Giochi d’Estate/Patente nautica, questione di sicurezza
REQUISITI/OBBLIGATORIA ANCHE PER MOTO D’ACQUA
La patente nautica è obbligatoria per tutti coloro che navigano con imbarcazioni da diporto che hanno una barca immatricolata di dimensioni superiore a 10 m (imbarcazioni) o con dei natanti che hanno una potenza del motore superiore a 40,8 cavalli. È obbligatorio possedere la patente nautica anche per la guida di moto d’acqua; per la condotta di unità adibite alla pratica dello sci nautico. In molti concorsi, soprattutto quelli che riguardano le armi, il possesso della patente nautica è un requisito preferenziale.

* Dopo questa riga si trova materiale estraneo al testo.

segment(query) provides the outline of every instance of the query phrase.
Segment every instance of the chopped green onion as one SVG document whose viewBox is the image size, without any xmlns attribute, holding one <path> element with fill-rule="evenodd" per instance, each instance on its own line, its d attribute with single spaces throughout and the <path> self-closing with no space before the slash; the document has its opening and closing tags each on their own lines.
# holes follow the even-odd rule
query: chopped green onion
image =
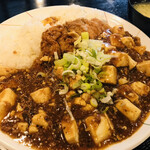
<svg viewBox="0 0 150 150">
<path fill-rule="evenodd" d="M 108 104 L 111 101 L 111 97 L 110 96 L 106 96 L 106 97 L 102 98 L 100 101 L 102 103 Z"/>
<path fill-rule="evenodd" d="M 88 32 L 82 32 L 81 33 L 81 38 L 83 40 L 88 40 L 89 39 L 89 33 Z"/>
<path fill-rule="evenodd" d="M 87 92 L 93 95 L 95 100 L 110 103 L 111 95 L 105 92 L 99 81 L 99 77 L 106 75 L 105 72 L 101 71 L 102 66 L 111 59 L 110 55 L 104 54 L 101 50 L 102 43 L 101 40 L 89 39 L 88 32 L 82 32 L 81 36 L 74 42 L 74 51 L 64 53 L 63 58 L 55 60 L 54 64 L 55 67 L 63 67 L 63 79 L 66 75 L 73 78 L 70 87 L 76 89 L 78 94 Z M 76 75 L 82 76 L 81 79 L 76 81 Z M 69 83 L 69 80 L 70 78 L 65 78 L 64 82 Z"/>
<path fill-rule="evenodd" d="M 97 100 L 96 100 L 95 98 L 91 98 L 90 104 L 91 104 L 93 107 L 97 107 L 97 106 L 98 106 Z"/>
<path fill-rule="evenodd" d="M 104 93 L 106 93 L 106 91 L 105 91 L 104 88 L 102 88 L 102 89 L 99 91 L 99 93 L 104 94 Z"/>
<path fill-rule="evenodd" d="M 54 64 L 55 64 L 56 67 L 62 67 L 62 66 L 64 66 L 66 63 L 67 63 L 67 60 L 65 60 L 65 59 L 59 59 L 59 60 L 56 60 L 56 61 L 54 62 Z"/>
<path fill-rule="evenodd" d="M 86 77 L 85 77 L 85 76 L 82 76 L 82 78 L 81 78 L 81 79 L 82 79 L 82 81 L 84 81 L 84 80 L 86 80 Z"/>
<path fill-rule="evenodd" d="M 96 55 L 97 55 L 96 50 L 92 49 L 92 56 L 93 56 L 94 58 L 96 58 Z"/>
<path fill-rule="evenodd" d="M 109 106 L 105 107 L 105 109 L 102 111 L 102 113 L 106 113 L 109 109 Z"/>
<path fill-rule="evenodd" d="M 64 98 L 63 100 L 64 100 L 64 103 L 65 103 L 65 106 L 66 106 L 66 111 L 70 115 L 71 120 L 75 120 L 74 117 L 73 117 L 73 114 L 72 114 L 72 112 L 70 110 L 70 107 L 68 106 L 68 103 L 66 102 L 66 99 Z"/>
<path fill-rule="evenodd" d="M 81 36 L 74 42 L 74 46 L 77 46 L 81 42 Z"/>
<path fill-rule="evenodd" d="M 93 39 L 90 39 L 89 40 L 89 45 L 88 47 L 89 48 L 92 48 L 96 51 L 100 51 L 101 50 L 101 47 L 102 47 L 102 41 L 101 40 L 93 40 Z"/>
<path fill-rule="evenodd" d="M 82 42 L 80 42 L 79 44 L 78 44 L 78 47 L 81 49 L 81 50 L 85 50 L 85 49 L 87 49 L 88 48 L 88 42 L 89 42 L 89 40 L 82 40 Z"/>
<path fill-rule="evenodd" d="M 93 79 L 98 79 L 96 72 L 94 72 L 93 70 L 90 70 L 90 75 Z"/>
<path fill-rule="evenodd" d="M 100 99 L 100 101 L 102 103 L 113 104 L 111 96 L 113 96 L 113 93 L 112 92 L 107 92 L 106 97 Z"/>
<path fill-rule="evenodd" d="M 64 64 L 64 68 L 65 69 L 68 69 L 68 67 L 71 65 L 71 62 L 67 61 L 65 64 Z"/>
<path fill-rule="evenodd" d="M 81 75 L 81 74 L 82 74 L 82 71 L 77 70 L 77 74 L 78 74 L 78 75 Z"/>
<path fill-rule="evenodd" d="M 92 89 L 93 90 L 100 90 L 102 88 L 102 84 L 94 84 L 94 85 L 92 85 Z"/>
<path fill-rule="evenodd" d="M 96 66 L 100 66 L 100 67 L 102 66 L 101 61 L 98 61 L 96 58 L 94 58 L 92 56 L 87 56 L 86 61 L 92 65 L 96 65 Z"/>
<path fill-rule="evenodd" d="M 76 57 L 73 54 L 70 54 L 70 53 L 64 53 L 64 55 L 63 55 L 63 59 L 65 59 L 69 62 L 74 62 L 75 58 Z"/>
<path fill-rule="evenodd" d="M 73 70 L 73 69 L 74 69 L 74 70 L 78 70 L 78 69 L 80 68 L 81 62 L 80 62 L 79 58 L 75 57 L 74 61 L 76 62 L 76 64 L 71 64 L 71 65 L 68 67 L 69 70 Z"/>
<path fill-rule="evenodd" d="M 82 94 L 82 93 L 83 93 L 83 91 L 82 91 L 82 90 L 78 90 L 78 93 L 79 93 L 79 94 Z"/>
<path fill-rule="evenodd" d="M 75 73 L 72 70 L 65 70 L 65 71 L 63 71 L 62 75 L 63 76 L 69 75 L 69 76 L 72 76 L 73 78 L 75 78 Z"/>
<path fill-rule="evenodd" d="M 46 77 L 46 74 L 44 72 L 38 72 L 36 76 Z"/>
<path fill-rule="evenodd" d="M 86 92 L 91 88 L 91 85 L 89 83 L 82 83 L 81 84 L 81 89 Z"/>
<path fill-rule="evenodd" d="M 86 77 L 85 82 L 92 82 L 93 78 L 91 77 L 90 74 L 85 74 L 85 77 Z"/>
<path fill-rule="evenodd" d="M 98 100 L 100 98 L 100 93 L 99 92 L 94 92 L 92 94 L 92 96 Z"/>
<path fill-rule="evenodd" d="M 95 71 L 96 74 L 98 74 L 98 73 L 100 73 L 101 68 L 94 68 L 94 71 Z"/>
<path fill-rule="evenodd" d="M 66 94 L 68 92 L 68 90 L 69 90 L 68 86 L 66 84 L 60 84 L 60 85 L 64 86 L 64 89 L 62 89 L 62 90 L 60 89 L 59 90 L 59 95 Z"/>
<path fill-rule="evenodd" d="M 89 63 L 85 62 L 83 60 L 82 62 L 83 65 L 81 65 L 80 67 L 80 70 L 83 72 L 83 73 L 87 73 L 89 71 Z"/>
<path fill-rule="evenodd" d="M 92 53 L 89 50 L 85 50 L 90 56 L 92 56 Z"/>
</svg>

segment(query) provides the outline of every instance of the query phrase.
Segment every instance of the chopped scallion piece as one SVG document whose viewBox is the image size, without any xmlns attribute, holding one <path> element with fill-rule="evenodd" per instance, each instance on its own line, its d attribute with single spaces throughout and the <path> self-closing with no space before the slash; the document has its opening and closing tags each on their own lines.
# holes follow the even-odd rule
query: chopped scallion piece
<svg viewBox="0 0 150 150">
<path fill-rule="evenodd" d="M 69 90 L 68 86 L 66 84 L 60 84 L 60 85 L 64 86 L 64 89 L 62 89 L 62 90 L 60 89 L 59 90 L 59 95 L 66 94 L 68 92 L 68 90 Z"/>
<path fill-rule="evenodd" d="M 59 59 L 59 60 L 56 60 L 54 62 L 54 64 L 55 64 L 56 67 L 61 67 L 61 66 L 64 66 L 65 64 L 67 64 L 67 60 Z"/>
<path fill-rule="evenodd" d="M 81 36 L 74 42 L 74 46 L 77 46 L 81 42 Z"/>
<path fill-rule="evenodd" d="M 81 33 L 81 38 L 84 40 L 88 40 L 89 39 L 89 33 L 88 32 L 82 32 Z"/>
<path fill-rule="evenodd" d="M 89 83 L 82 83 L 82 84 L 81 84 L 81 89 L 82 89 L 84 92 L 90 90 L 90 88 L 91 88 L 91 85 L 90 85 Z"/>
<path fill-rule="evenodd" d="M 78 94 L 87 92 L 93 95 L 95 101 L 110 103 L 111 95 L 105 92 L 102 83 L 99 81 L 99 77 L 106 75 L 101 70 L 102 66 L 111 59 L 110 55 L 104 54 L 101 50 L 102 43 L 101 40 L 89 39 L 88 32 L 82 32 L 81 36 L 74 42 L 74 51 L 64 53 L 63 58 L 55 60 L 54 64 L 56 68 L 63 67 L 63 81 L 65 83 L 70 82 L 70 88 L 77 90 Z M 79 75 L 81 79 L 77 81 L 76 75 Z M 68 76 L 71 78 L 68 78 Z"/>
<path fill-rule="evenodd" d="M 91 104 L 93 107 L 97 107 L 97 106 L 98 106 L 97 100 L 96 100 L 95 98 L 91 98 L 90 104 Z"/>
<path fill-rule="evenodd" d="M 102 111 L 102 113 L 106 113 L 109 109 L 109 106 L 105 107 L 105 109 Z"/>
<path fill-rule="evenodd" d="M 99 98 L 100 98 L 100 93 L 99 93 L 99 92 L 94 92 L 94 93 L 92 94 L 92 96 L 93 96 L 94 98 L 96 98 L 96 99 L 99 99 Z"/>
<path fill-rule="evenodd" d="M 38 72 L 36 76 L 46 77 L 46 74 L 44 72 Z"/>
<path fill-rule="evenodd" d="M 65 70 L 65 71 L 63 71 L 62 75 L 63 76 L 69 75 L 69 76 L 72 76 L 73 78 L 75 78 L 75 73 L 72 70 Z"/>
</svg>

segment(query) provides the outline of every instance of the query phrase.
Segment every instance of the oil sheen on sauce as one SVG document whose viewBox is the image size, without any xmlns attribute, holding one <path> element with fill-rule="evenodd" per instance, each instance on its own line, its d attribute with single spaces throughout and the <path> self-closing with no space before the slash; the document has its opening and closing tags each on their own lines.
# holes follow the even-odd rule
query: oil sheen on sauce
<svg viewBox="0 0 150 150">
<path fill-rule="evenodd" d="M 142 15 L 150 18 L 150 2 L 137 3 L 133 7 Z"/>
</svg>

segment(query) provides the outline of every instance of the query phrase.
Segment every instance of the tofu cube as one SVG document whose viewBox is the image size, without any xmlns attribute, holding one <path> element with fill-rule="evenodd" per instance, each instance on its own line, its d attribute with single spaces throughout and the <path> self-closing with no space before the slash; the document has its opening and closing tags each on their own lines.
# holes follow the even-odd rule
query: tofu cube
<svg viewBox="0 0 150 150">
<path fill-rule="evenodd" d="M 31 124 L 29 126 L 29 133 L 32 134 L 32 133 L 36 133 L 36 132 L 38 132 L 38 128 L 36 127 L 35 124 Z"/>
<path fill-rule="evenodd" d="M 51 90 L 49 87 L 42 88 L 35 92 L 32 92 L 30 96 L 36 103 L 45 103 L 48 102 L 51 98 Z"/>
<path fill-rule="evenodd" d="M 133 82 L 131 88 L 140 96 L 146 96 L 150 91 L 150 87 L 140 81 Z"/>
<path fill-rule="evenodd" d="M 67 94 L 66 94 L 66 100 L 71 100 L 73 98 L 73 96 L 76 95 L 76 92 L 75 91 L 69 91 Z"/>
<path fill-rule="evenodd" d="M 127 80 L 126 77 L 122 77 L 122 78 L 120 78 L 120 79 L 118 80 L 119 85 L 126 84 L 126 83 L 128 83 L 128 82 L 129 82 L 129 81 Z"/>
<path fill-rule="evenodd" d="M 117 100 L 116 107 L 123 115 L 133 122 L 135 122 L 141 114 L 141 110 L 128 99 Z"/>
<path fill-rule="evenodd" d="M 140 55 L 143 55 L 146 51 L 146 46 L 135 46 L 133 49 L 137 51 Z"/>
<path fill-rule="evenodd" d="M 69 144 L 79 143 L 79 131 L 75 120 L 71 120 L 70 116 L 65 116 L 61 121 L 63 133 Z"/>
<path fill-rule="evenodd" d="M 121 42 L 127 47 L 127 48 L 133 48 L 135 45 L 134 40 L 132 37 L 122 37 Z"/>
<path fill-rule="evenodd" d="M 83 111 L 93 111 L 94 107 L 91 104 L 86 104 L 86 106 L 82 107 Z"/>
<path fill-rule="evenodd" d="M 32 124 L 42 126 L 43 128 L 48 127 L 48 123 L 45 120 L 46 113 L 43 110 L 39 110 L 39 113 L 34 115 L 32 118 Z"/>
<path fill-rule="evenodd" d="M 15 104 L 16 98 L 17 95 L 10 88 L 6 88 L 0 93 L 0 102 L 7 102 L 11 106 Z"/>
<path fill-rule="evenodd" d="M 23 111 L 23 108 L 21 107 L 20 103 L 17 104 L 16 110 L 17 112 Z"/>
<path fill-rule="evenodd" d="M 129 65 L 129 58 L 128 54 L 123 53 L 123 52 L 115 52 L 111 53 L 112 59 L 111 62 L 114 66 L 116 67 L 126 67 Z"/>
<path fill-rule="evenodd" d="M 131 70 L 137 65 L 137 62 L 134 61 L 130 56 L 128 56 L 128 60 L 129 60 L 129 70 Z"/>
<path fill-rule="evenodd" d="M 109 52 L 111 52 L 111 51 L 116 51 L 116 47 L 110 45 L 109 43 L 104 43 L 104 44 L 102 45 L 102 48 L 104 49 L 105 53 L 109 53 Z"/>
<path fill-rule="evenodd" d="M 104 115 L 94 114 L 89 116 L 85 119 L 85 123 L 96 145 L 111 136 L 110 122 Z"/>
<path fill-rule="evenodd" d="M 74 104 L 79 106 L 86 106 L 86 102 L 81 97 L 77 97 L 74 99 Z"/>
<path fill-rule="evenodd" d="M 33 116 L 32 123 L 29 126 L 30 134 L 38 132 L 37 125 L 47 129 L 48 123 L 46 122 L 45 117 L 46 113 L 43 110 L 39 110 L 39 113 Z"/>
<path fill-rule="evenodd" d="M 112 28 L 111 30 L 113 33 L 118 33 L 118 34 L 121 34 L 121 35 L 124 35 L 125 32 L 124 32 L 124 28 L 123 28 L 123 25 L 116 25 Z"/>
<path fill-rule="evenodd" d="M 144 73 L 146 76 L 150 77 L 150 60 L 145 60 L 136 65 L 138 71 Z"/>
<path fill-rule="evenodd" d="M 127 85 L 121 85 L 118 91 L 122 96 L 129 99 L 131 102 L 139 103 L 139 96 L 133 91 L 133 89 Z"/>
<path fill-rule="evenodd" d="M 124 48 L 124 44 L 121 42 L 121 38 L 123 36 L 118 33 L 114 33 L 110 35 L 110 43 L 112 46 L 116 46 L 118 48 Z"/>
<path fill-rule="evenodd" d="M 89 93 L 83 93 L 81 95 L 81 98 L 83 98 L 86 102 L 90 101 L 91 95 Z"/>
<path fill-rule="evenodd" d="M 0 122 L 7 115 L 11 108 L 11 105 L 7 102 L 0 102 Z"/>
<path fill-rule="evenodd" d="M 6 88 L 0 93 L 0 121 L 7 115 L 12 106 L 14 106 L 17 95 Z"/>
<path fill-rule="evenodd" d="M 116 84 L 117 83 L 117 69 L 112 65 L 102 67 L 103 75 L 99 74 L 98 77 L 102 83 Z"/>
<path fill-rule="evenodd" d="M 71 89 L 78 88 L 82 83 L 81 80 L 82 80 L 82 77 L 78 74 L 76 75 L 75 79 L 70 78 L 70 84 L 69 84 L 70 88 Z"/>
<path fill-rule="evenodd" d="M 63 67 L 57 67 L 56 69 L 54 69 L 54 74 L 59 78 L 59 79 L 63 79 L 62 73 L 64 71 Z"/>
<path fill-rule="evenodd" d="M 17 127 L 21 132 L 25 132 L 25 131 L 27 131 L 28 123 L 27 122 L 19 122 L 17 124 Z"/>
</svg>

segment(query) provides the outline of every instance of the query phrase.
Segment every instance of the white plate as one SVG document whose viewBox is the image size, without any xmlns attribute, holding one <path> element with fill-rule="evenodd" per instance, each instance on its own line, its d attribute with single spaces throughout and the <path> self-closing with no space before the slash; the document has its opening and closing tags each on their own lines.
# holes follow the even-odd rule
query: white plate
<svg viewBox="0 0 150 150">
<path fill-rule="evenodd" d="M 13 29 L 19 28 L 23 24 L 29 22 L 34 18 L 38 18 L 40 20 L 50 17 L 50 16 L 58 16 L 60 17 L 61 23 L 74 20 L 76 18 L 85 17 L 85 18 L 94 18 L 97 17 L 99 19 L 103 19 L 108 22 L 110 26 L 115 26 L 118 24 L 122 24 L 125 30 L 129 31 L 134 36 L 139 36 L 141 38 L 142 45 L 147 47 L 147 50 L 150 51 L 150 39 L 146 36 L 140 29 L 127 22 L 126 20 L 115 16 L 111 13 L 104 12 L 101 10 L 80 7 L 76 5 L 71 6 L 52 6 L 52 7 L 43 7 L 40 9 L 34 9 L 28 12 L 24 12 L 15 17 L 12 17 L 3 23 L 0 24 L 0 33 L 5 34 L 5 32 L 13 33 Z M 145 121 L 145 123 L 150 124 L 150 117 Z M 150 126 L 143 124 L 142 127 L 131 137 L 128 139 L 119 142 L 117 144 L 113 144 L 107 148 L 107 150 L 130 150 L 144 142 L 150 136 Z M 21 144 L 18 144 L 14 140 L 12 140 L 7 135 L 0 132 L 0 144 L 5 146 L 8 149 L 12 150 L 27 150 L 28 147 L 25 147 Z"/>
</svg>

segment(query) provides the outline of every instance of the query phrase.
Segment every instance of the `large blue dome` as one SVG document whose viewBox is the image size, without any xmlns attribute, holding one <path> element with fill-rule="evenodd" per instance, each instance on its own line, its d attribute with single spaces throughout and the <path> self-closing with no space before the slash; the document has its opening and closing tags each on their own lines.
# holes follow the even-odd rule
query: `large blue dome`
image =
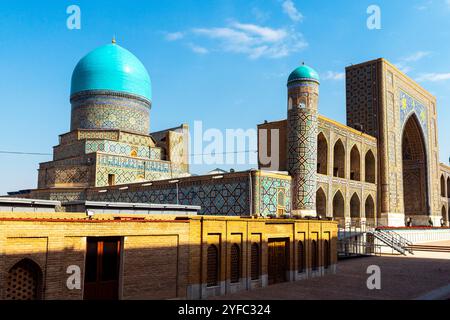
<svg viewBox="0 0 450 320">
<path fill-rule="evenodd" d="M 320 77 L 316 70 L 303 64 L 290 74 L 288 84 L 294 81 L 320 82 Z"/>
<path fill-rule="evenodd" d="M 151 80 L 144 65 L 115 43 L 95 49 L 75 67 L 71 95 L 90 90 L 119 91 L 152 100 Z"/>
</svg>

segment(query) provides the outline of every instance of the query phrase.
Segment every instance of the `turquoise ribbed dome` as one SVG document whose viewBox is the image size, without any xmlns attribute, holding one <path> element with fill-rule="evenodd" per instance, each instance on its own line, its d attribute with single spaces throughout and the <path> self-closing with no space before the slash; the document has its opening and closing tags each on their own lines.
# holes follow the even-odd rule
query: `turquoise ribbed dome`
<svg viewBox="0 0 450 320">
<path fill-rule="evenodd" d="M 302 81 L 302 80 L 312 80 L 316 82 L 320 82 L 319 74 L 316 70 L 307 65 L 301 65 L 294 71 L 292 71 L 291 75 L 288 79 L 288 84 L 294 81 Z"/>
<path fill-rule="evenodd" d="M 75 67 L 71 95 L 89 90 L 119 91 L 152 99 L 151 80 L 144 65 L 115 43 L 95 49 Z"/>
</svg>

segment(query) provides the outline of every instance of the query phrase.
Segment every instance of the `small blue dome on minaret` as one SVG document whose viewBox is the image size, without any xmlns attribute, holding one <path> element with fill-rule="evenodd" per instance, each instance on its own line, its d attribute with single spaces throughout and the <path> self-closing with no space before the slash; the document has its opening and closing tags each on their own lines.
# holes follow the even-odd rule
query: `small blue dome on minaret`
<svg viewBox="0 0 450 320">
<path fill-rule="evenodd" d="M 92 90 L 130 93 L 152 100 L 151 80 L 146 68 L 115 40 L 87 54 L 75 67 L 71 96 Z"/>
<path fill-rule="evenodd" d="M 295 81 L 315 81 L 320 83 L 320 77 L 316 70 L 302 64 L 300 67 L 292 71 L 288 79 L 288 84 Z"/>
</svg>

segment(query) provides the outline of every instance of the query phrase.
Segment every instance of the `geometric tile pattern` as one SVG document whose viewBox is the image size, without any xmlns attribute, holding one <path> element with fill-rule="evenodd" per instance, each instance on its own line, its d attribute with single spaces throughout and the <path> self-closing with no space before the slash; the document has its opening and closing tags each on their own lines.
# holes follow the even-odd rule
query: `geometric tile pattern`
<svg viewBox="0 0 450 320">
<path fill-rule="evenodd" d="M 161 149 L 146 146 L 132 146 L 126 143 L 108 140 L 86 141 L 85 153 L 104 152 L 126 157 L 146 158 L 151 160 L 161 160 Z"/>
<path fill-rule="evenodd" d="M 285 202 L 278 203 L 278 193 L 283 191 Z M 276 215 L 279 207 L 291 212 L 291 182 L 289 179 L 280 179 L 261 176 L 259 178 L 259 214 L 267 217 Z"/>
<path fill-rule="evenodd" d="M 201 206 L 204 215 L 248 215 L 249 186 L 247 179 L 232 181 L 180 183 L 178 203 L 182 205 Z M 140 191 L 110 190 L 107 193 L 89 193 L 88 200 L 176 204 L 177 189 L 175 184 L 145 187 Z"/>
<path fill-rule="evenodd" d="M 399 90 L 400 99 L 400 123 L 403 126 L 412 113 L 415 113 L 417 119 L 422 126 L 422 131 L 425 137 L 428 137 L 428 113 L 427 108 L 419 101 Z M 425 143 L 428 139 L 425 139 Z"/>
<path fill-rule="evenodd" d="M 293 210 L 316 209 L 318 115 L 314 109 L 288 112 L 288 168 Z"/>
<path fill-rule="evenodd" d="M 114 92 L 86 92 L 72 97 L 71 128 L 118 129 L 148 134 L 150 104 Z"/>
<path fill-rule="evenodd" d="M 135 183 L 173 178 L 168 161 L 141 160 L 129 157 L 99 154 L 97 158 L 96 186 L 108 185 L 108 175 L 115 175 L 116 184 Z"/>
</svg>

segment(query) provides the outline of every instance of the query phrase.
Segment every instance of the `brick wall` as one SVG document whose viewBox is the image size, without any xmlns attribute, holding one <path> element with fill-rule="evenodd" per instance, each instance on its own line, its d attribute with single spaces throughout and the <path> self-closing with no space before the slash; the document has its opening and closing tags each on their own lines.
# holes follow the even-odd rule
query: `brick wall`
<svg viewBox="0 0 450 320">
<path fill-rule="evenodd" d="M 121 217 L 122 220 L 118 220 Z M 128 219 L 128 220 L 127 220 Z M 249 290 L 268 284 L 268 243 L 286 239 L 288 266 L 286 280 L 334 272 L 337 227 L 331 221 L 191 217 L 189 219 L 133 215 L 0 213 L 0 299 L 6 298 L 9 272 L 23 259 L 30 259 L 41 271 L 40 298 L 82 299 L 81 290 L 69 290 L 66 273 L 79 266 L 84 279 L 88 238 L 120 237 L 119 299 L 200 299 L 211 295 Z M 184 220 L 180 220 L 184 219 Z M 311 270 L 310 239 L 319 243 L 319 265 Z M 323 245 L 330 240 L 330 267 L 324 268 Z M 298 272 L 298 241 L 306 247 L 307 266 Z M 260 277 L 251 280 L 250 248 L 261 248 Z M 207 287 L 207 248 L 219 248 L 219 283 Z M 240 248 L 240 281 L 231 283 L 231 246 Z M 16 284 L 17 285 L 17 284 Z"/>
</svg>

DUE CATEGORIE/VELA O MOTORE DISTANZE E MISURE VARIE
La disciplina relativa alla patente nautica è contenuta nell’art. 39 del d.lgs. 18 luglio 2005, n. 171, negli artt. dal 25 al 47 e allegati dal I al III del decreto del Ministero delle Infrastrutture e dei Trasporti 29 luglio 2008, n. 146 e nell’art. 9, comma 5, artt. 15 e 16, e allegati D, E ed F del d.p.r. 9 ottobre 1997, n. 431. La patente nautica si divide in due categorie: per la conduzione di barche a vela e per la conduzione di barche a motore. Poiché la vela è più difficile delle altre, chi consegue l’abilitazione per questo tipo di navigazione può comunque assumere il comando anche di barche a motore; viceversa con la patente per le unità a motore non si possono guidare unità a vela. Un’altra distinzione si fa in funzione della distanza dalla costa: patente nautica costiera permette di navigare fino a 20 km di distanza dalla costa (precisamente si parla di distanza entro le 12 miglia dalla costa) e patente nautica senza limiti che da la possibilità di compiere traversate da costa a costa, di navigare da altura (si tratta di una patente nautica il cui corso è molto più difficile e si può conseguire solo presso le capitanerie di porto).